A Gluten Free Casein Free (GFCF) diet might be hard to implement immediately. It is usually advised to stop casein products first. During the first month, all casein can be eliminated out of the body. Finally stop gluten products. A 6 month trial is recommended for most diet plans. Many parents forego with corn products too, primarily because they contain proteins similar to gluten and casein.
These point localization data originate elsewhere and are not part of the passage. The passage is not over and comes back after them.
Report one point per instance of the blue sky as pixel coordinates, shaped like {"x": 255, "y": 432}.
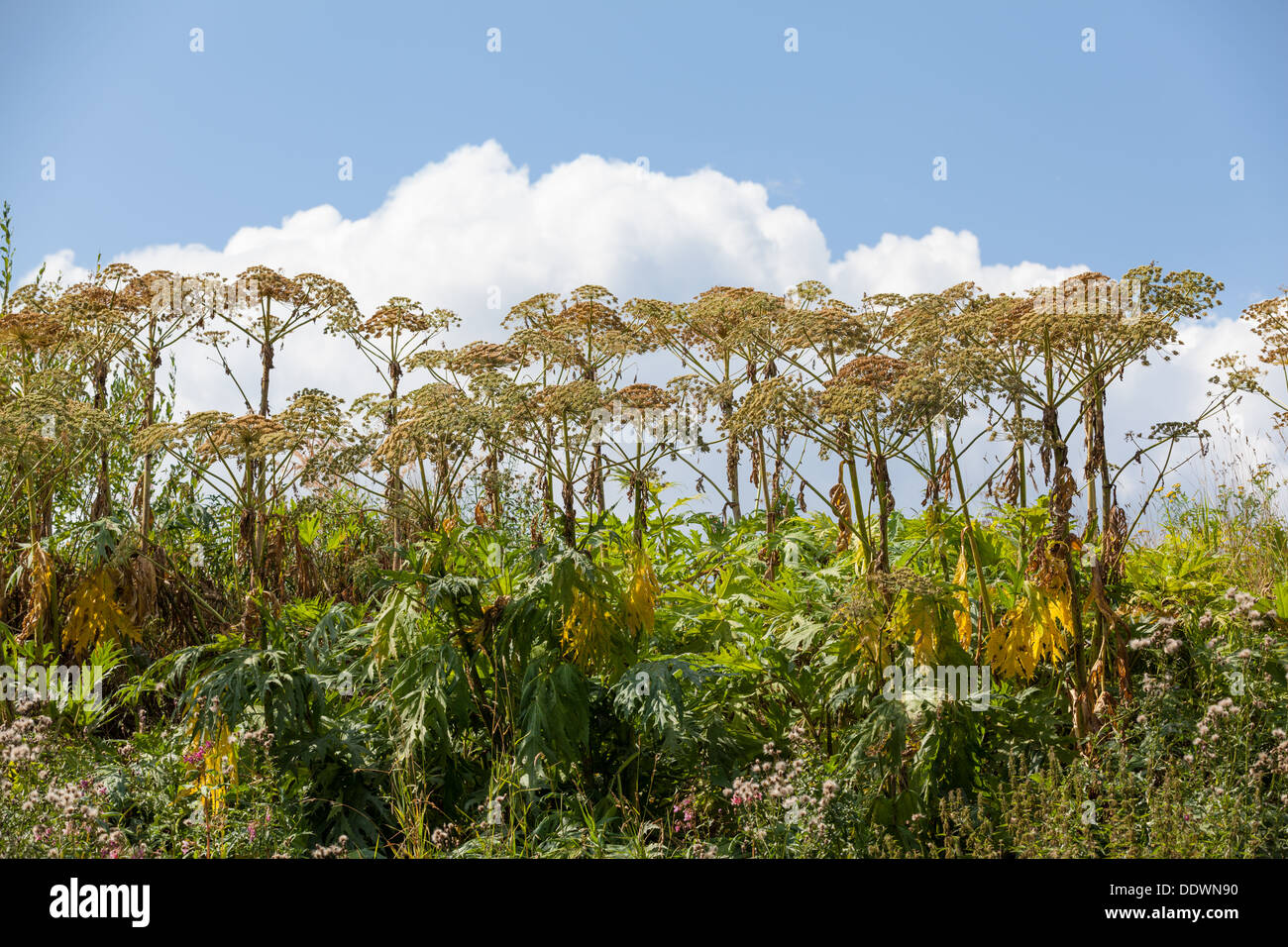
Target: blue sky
{"x": 1109, "y": 158}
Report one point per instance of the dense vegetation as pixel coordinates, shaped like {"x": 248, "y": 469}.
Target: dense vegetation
{"x": 459, "y": 616}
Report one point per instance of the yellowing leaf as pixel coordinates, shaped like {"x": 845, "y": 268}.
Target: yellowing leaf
{"x": 962, "y": 617}
{"x": 93, "y": 615}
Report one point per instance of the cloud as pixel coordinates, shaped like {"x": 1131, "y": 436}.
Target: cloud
{"x": 477, "y": 235}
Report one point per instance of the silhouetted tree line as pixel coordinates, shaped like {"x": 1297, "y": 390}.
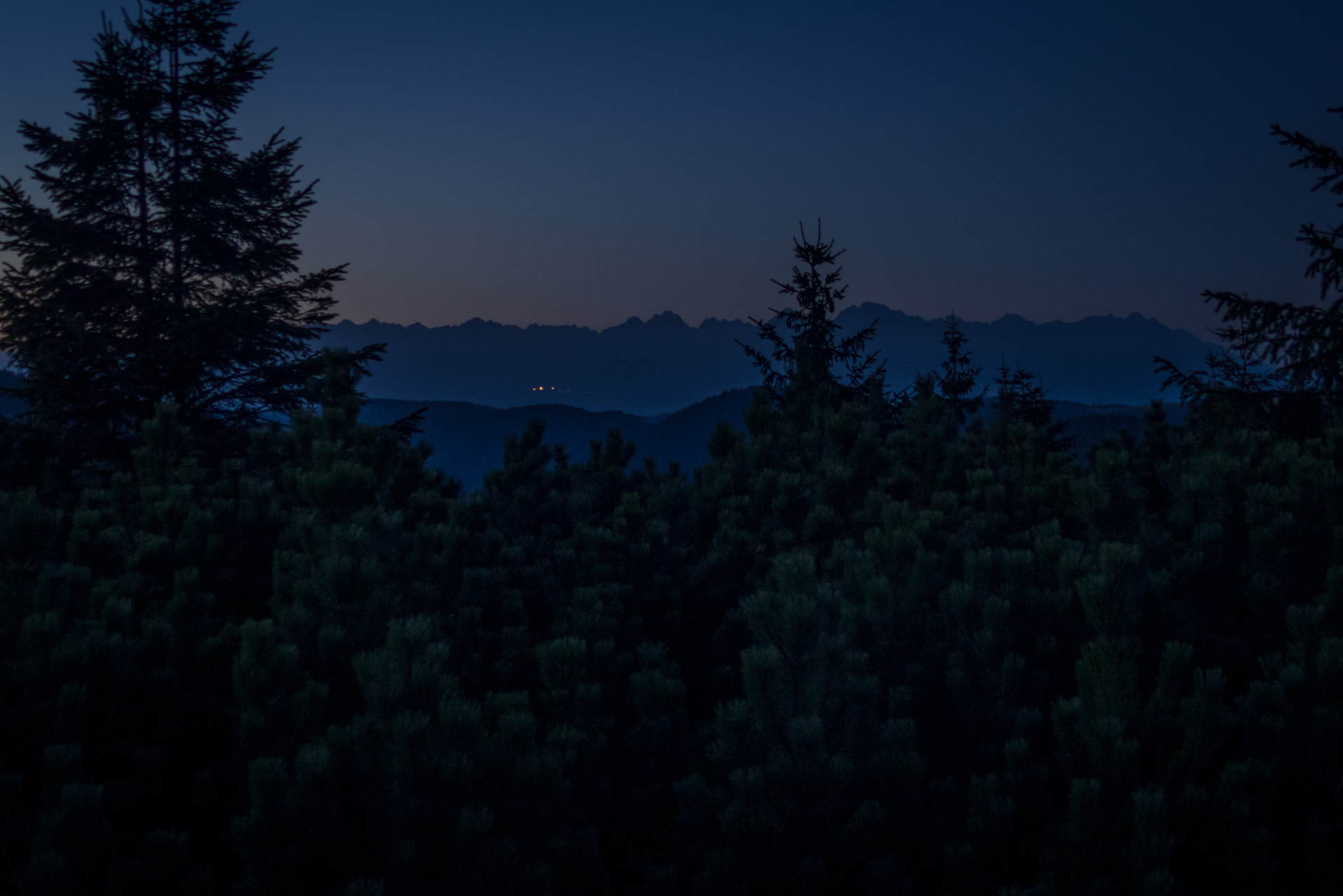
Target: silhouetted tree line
{"x": 888, "y": 643}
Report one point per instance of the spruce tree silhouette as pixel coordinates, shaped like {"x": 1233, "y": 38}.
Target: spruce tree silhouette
{"x": 1284, "y": 362}
{"x": 958, "y": 378}
{"x": 164, "y": 267}
{"x": 807, "y": 362}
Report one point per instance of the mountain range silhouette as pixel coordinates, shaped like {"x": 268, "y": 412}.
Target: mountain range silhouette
{"x": 664, "y": 365}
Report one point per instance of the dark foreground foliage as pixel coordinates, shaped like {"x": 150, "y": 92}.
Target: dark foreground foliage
{"x": 879, "y": 644}
{"x": 841, "y": 657}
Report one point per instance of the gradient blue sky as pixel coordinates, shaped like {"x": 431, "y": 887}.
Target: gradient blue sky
{"x": 583, "y": 163}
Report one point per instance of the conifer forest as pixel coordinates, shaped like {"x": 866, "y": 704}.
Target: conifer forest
{"x": 891, "y": 638}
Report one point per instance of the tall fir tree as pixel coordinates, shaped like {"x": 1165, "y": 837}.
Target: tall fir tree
{"x": 1284, "y": 365}
{"x": 959, "y": 377}
{"x": 163, "y": 267}
{"x": 809, "y": 360}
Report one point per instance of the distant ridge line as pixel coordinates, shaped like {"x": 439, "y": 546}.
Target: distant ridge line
{"x": 662, "y": 365}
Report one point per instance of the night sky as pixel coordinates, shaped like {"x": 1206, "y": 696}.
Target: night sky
{"x": 585, "y": 163}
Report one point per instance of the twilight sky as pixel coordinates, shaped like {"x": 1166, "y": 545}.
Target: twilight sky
{"x": 569, "y": 163}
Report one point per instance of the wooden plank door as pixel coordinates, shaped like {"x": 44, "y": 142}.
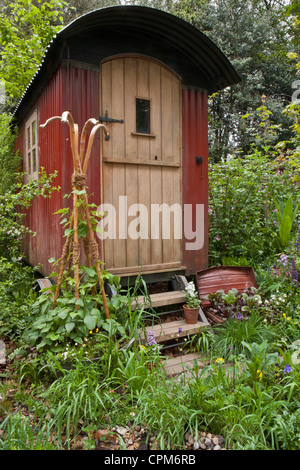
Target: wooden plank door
{"x": 141, "y": 164}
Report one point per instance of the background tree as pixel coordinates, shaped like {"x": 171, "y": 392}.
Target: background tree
{"x": 26, "y": 28}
Reduction of intake for foods with high toxic levels and a low salicylate diet (apples contain salicylic acid), have also been reported to help.

Autism is a complex condition and some scientists have even shown a genetic component. Various studies and genetic DNA tests have indicated that around one fifth of cases can be linked to a mutation on a gene. These kind of studies can help determine the hereditary nature of the illness and estimate the chances of siblings both being autistic. Geneticists are focusing on particular sequences of DNA known as single nucleotide polymorphisms which they believe are linked to autism when found to be present.

Many people diagnosed with autism are known to over eat as well. Often their brain does not realize that the body is full, due to a faulty hypothalamus. However, a more psychological cause like coping with stress or cravings for a specific food can be equally responsible. This should be looked into. But for any developing child, a balanced food plan is necessary. Foods like rice, eggs, fruits, vegetables, nuts or oil are allowed in a GFCF diet. Finally, a prior consultation with any registered dietician is highly recommended before any diet plan is implemented.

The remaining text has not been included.